Opera mini browser is available for all android platforms. You can even install opera mini in phones supporting Java. I was using opera mini on my Lemon handset which runs on generic os used by China mobiles and supported Java.

But this work around was not sufficient for me. With no options for copying and saving text, searching, opera mini didn't quench my thirst.

On laying my hands on android mobile phone, I was determined to get Kannada. Soon I realised that the mobile phone vendors have to provide updates to the ROM with Kannada language support.

A bit of research helped me to learn rooting the android phone. Rooting essentially means getting privilege to access system files. I came across a tool called superoneclick to root my Samsung Galaxy SL (i9003) phone. However this works in windows. I haven't come across tools for linux yet.

In order to display kannada and other Indian languages, it is not enough just to have proper fonts. The OS should support complex script rendering. As the scripts for indic languages are more complex than monosyllabic languages. As for as Android is concerned there is no support for complex script rendering for ROMs lesser than 2.3 (aka Ginger Bread). I had Froyo (2.2) running on my phone. I rooted my phone, downloaded an official GingerBread ROM from installed it using the flash tool provided in the site. Since the ROMs that are available were not specific to India, I couldn't read kannada properly on installing fonts. However one of my friend is happily reading and writing kannada by following the same procedure. The GingerBread ROM for his LG phone supported kannada on installing fonts.

The problem was solved for me when I recently upgraded the Kies software on my PC and connected my phone. It showed there is a upgrade available for my device. On upgrading my mobile jumped from 2.2.1 to 2.3.6! And kannada was rendered properly out of the box . Below are some of the screenshots from my mobile rendering kannada webpages properly.

For kannada input I did the following:

1. Downloaded Anysoft keyboard from android market

2. After installing Anysoft keyboard, I downloaded kannada plugin for anysoft keyboard develeoped by Shridhar.

3. After (1) and (2) go to settings>Locale and text

Under test settings you will see AnySoft Keyboard. Tick the box. Now press " Select input method" and choose anysoft keyboard as your input method.

Now open your SMS app. Tap on language selector two switch to kannada. Tap again to switch back to english.

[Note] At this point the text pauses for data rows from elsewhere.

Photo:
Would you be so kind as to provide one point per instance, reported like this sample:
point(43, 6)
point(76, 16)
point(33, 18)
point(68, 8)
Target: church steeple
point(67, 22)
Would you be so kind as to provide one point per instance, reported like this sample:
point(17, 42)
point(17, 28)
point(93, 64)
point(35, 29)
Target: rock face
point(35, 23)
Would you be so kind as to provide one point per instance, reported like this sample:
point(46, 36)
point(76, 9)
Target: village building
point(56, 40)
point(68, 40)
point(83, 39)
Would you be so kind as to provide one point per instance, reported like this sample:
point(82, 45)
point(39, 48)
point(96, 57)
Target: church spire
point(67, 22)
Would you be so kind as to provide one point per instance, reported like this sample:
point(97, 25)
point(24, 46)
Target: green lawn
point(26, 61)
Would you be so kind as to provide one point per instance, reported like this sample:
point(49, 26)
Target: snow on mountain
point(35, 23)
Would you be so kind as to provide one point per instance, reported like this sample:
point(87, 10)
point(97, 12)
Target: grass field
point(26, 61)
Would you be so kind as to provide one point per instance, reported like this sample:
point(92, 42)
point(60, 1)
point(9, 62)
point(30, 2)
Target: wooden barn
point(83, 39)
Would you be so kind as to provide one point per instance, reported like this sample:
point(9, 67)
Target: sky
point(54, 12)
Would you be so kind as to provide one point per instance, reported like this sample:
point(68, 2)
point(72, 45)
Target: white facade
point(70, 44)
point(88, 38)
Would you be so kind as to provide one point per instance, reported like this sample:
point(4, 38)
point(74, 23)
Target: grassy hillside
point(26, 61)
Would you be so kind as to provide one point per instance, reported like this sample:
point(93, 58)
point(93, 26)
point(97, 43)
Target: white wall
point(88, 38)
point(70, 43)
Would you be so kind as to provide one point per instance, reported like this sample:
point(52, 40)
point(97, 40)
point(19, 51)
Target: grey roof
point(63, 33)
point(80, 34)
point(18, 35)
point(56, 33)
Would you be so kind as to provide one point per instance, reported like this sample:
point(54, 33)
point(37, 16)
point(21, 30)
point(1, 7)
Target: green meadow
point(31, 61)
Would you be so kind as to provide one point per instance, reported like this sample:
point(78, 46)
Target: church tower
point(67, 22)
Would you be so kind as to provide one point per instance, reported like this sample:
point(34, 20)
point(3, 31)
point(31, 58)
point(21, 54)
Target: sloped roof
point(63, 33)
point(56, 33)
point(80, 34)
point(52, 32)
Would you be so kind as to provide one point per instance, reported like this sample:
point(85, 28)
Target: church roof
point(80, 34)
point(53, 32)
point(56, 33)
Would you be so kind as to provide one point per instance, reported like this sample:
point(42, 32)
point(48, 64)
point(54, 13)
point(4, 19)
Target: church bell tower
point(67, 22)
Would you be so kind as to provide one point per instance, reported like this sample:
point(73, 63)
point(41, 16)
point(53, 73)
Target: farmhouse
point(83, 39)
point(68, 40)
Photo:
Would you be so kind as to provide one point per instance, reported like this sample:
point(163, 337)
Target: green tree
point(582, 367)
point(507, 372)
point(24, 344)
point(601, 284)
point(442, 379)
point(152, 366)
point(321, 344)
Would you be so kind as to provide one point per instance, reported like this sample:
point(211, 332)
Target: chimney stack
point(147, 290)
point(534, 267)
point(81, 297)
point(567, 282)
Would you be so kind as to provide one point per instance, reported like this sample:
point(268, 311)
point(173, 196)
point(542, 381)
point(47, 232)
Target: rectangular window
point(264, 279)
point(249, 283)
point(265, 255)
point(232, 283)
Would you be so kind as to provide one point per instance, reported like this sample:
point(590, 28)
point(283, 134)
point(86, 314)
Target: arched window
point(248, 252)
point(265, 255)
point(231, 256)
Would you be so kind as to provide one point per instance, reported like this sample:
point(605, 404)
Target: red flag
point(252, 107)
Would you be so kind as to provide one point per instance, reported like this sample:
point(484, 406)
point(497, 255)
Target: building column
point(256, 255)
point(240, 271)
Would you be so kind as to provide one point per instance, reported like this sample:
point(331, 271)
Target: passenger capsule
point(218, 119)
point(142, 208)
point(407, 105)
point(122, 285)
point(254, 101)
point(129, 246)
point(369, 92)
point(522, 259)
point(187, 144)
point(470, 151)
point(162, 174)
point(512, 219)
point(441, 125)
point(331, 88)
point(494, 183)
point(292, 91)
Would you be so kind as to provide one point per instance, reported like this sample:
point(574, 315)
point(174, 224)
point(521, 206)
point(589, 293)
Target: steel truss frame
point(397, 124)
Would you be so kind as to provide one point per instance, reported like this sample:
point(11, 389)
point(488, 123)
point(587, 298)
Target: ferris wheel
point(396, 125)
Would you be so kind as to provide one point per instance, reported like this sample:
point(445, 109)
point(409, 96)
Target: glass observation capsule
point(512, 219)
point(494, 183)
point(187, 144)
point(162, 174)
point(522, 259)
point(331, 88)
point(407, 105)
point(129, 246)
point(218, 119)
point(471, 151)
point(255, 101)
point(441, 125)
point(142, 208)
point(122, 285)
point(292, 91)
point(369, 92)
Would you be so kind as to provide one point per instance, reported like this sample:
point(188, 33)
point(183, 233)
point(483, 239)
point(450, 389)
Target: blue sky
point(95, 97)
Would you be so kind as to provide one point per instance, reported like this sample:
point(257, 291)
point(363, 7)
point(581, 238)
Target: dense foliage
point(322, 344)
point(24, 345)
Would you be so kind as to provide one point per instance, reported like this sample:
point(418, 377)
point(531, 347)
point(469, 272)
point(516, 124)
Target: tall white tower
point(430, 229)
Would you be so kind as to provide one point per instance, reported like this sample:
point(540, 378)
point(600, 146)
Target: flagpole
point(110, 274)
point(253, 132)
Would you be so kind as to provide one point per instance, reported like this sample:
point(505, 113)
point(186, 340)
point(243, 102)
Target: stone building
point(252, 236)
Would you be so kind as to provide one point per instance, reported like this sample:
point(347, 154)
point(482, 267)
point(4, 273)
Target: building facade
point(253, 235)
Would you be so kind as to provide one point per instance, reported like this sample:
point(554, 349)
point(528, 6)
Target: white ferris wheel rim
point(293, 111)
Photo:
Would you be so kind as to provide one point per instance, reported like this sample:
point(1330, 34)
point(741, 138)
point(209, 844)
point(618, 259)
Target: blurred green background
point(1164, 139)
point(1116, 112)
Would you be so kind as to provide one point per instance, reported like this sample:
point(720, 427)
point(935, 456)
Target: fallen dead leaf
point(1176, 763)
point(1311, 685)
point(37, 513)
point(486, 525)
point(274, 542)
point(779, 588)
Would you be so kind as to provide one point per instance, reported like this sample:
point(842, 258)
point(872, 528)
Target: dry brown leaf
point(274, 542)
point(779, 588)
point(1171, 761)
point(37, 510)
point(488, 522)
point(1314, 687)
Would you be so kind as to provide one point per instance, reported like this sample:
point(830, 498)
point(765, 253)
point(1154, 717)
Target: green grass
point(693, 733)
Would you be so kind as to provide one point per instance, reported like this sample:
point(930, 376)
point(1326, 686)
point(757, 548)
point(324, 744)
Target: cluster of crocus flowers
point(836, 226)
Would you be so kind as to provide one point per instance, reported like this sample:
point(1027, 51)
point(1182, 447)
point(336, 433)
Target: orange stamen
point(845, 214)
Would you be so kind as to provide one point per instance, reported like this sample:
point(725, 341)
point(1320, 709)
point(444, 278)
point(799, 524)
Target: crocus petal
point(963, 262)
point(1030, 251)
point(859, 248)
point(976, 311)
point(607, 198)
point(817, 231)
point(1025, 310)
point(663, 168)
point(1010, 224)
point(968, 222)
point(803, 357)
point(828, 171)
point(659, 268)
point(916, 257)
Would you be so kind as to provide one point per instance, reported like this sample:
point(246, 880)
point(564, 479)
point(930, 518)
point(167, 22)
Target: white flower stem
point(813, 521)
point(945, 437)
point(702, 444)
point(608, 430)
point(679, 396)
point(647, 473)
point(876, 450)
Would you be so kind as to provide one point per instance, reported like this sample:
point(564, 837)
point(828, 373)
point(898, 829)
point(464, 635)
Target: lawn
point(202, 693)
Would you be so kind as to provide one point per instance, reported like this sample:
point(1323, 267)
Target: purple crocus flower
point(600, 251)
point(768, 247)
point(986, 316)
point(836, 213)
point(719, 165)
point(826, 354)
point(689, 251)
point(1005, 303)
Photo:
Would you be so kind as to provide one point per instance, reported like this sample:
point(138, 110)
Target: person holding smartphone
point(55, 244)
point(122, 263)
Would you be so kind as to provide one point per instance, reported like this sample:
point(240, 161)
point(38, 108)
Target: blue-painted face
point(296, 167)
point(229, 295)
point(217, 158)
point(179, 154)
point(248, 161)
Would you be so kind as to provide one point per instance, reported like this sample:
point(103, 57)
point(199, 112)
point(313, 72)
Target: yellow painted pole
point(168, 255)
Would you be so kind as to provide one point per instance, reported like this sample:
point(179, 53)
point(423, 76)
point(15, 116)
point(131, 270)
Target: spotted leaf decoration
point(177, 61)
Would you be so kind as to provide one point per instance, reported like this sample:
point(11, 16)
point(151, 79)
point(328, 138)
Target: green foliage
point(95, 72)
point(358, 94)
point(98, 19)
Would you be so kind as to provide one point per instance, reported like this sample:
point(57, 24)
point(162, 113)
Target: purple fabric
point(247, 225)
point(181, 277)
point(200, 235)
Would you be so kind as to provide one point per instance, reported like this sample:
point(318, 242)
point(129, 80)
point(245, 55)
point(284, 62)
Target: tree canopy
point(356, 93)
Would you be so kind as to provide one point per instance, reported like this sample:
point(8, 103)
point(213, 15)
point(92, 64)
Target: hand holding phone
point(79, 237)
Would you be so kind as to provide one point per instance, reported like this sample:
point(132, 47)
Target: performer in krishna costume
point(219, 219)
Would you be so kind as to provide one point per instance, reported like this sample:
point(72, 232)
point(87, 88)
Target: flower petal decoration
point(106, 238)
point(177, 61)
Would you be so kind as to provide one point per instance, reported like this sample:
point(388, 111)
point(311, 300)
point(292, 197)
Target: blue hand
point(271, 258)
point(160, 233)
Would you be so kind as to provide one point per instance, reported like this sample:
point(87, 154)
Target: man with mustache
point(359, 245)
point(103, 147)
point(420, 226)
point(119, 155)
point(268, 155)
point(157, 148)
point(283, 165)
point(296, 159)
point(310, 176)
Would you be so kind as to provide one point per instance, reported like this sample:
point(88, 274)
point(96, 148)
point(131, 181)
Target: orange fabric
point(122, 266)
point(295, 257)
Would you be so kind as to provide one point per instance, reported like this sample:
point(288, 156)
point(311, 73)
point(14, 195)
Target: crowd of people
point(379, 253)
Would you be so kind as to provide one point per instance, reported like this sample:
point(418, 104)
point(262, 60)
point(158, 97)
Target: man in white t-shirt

The keyboard supports nudi layout. No support for Baraha like input to which I have accustomed to. Other than this the tool has some issues. I couldn't find shift key for kannada keyboard. The keyboard crashes on input of certain combinations of characters.

How to get arkavattu properly in Ubuntu?

Getting kannada to display in your computer is very easy with Ubuntu. Latest version of ubuntu (11.04 in my case) supports kannada out of the box.

But for kannada input you need to add a few packages. The input method I prefer is Ibus. Install Ibus and related packages to get kannada input method working. This post is not about how to get kannada input. It is about a small tweak I did today to get '೯' (arkavattu) alongside of 'ha'.

Generally we type :
ಕ+ರ್+ಮ = to get = ಕರ್ಮ
ಅ+ರ್+ಹ = gives = ಅಱ instead of ಅರ್ಹ

I didn't dig deep to find the key combination to get '೯' properly. Tweaked a little in the .mim file to get ಅರ್ಹ properly.

This is the fix:

open kn-itrans.mim file which has itrans keyboard layout (which I happen to use).

Navigate to the following directory:

$cd /usr/share/m17n

Open the kn-itrans.mim file in a text editor (like gedit) with root privilege:

$sudo gedit kn-itrans.mim

On entering sudo password the file opens. Move down till line 84 and comment out the line by entering ';'(semicolon) at the begining of the line. Save and close.

Restart ibus. And get 'ಅರ್ಹತೆ' for sake of typing it! It solved the issue for now, but I will update about the clean fix as soon as I get to know.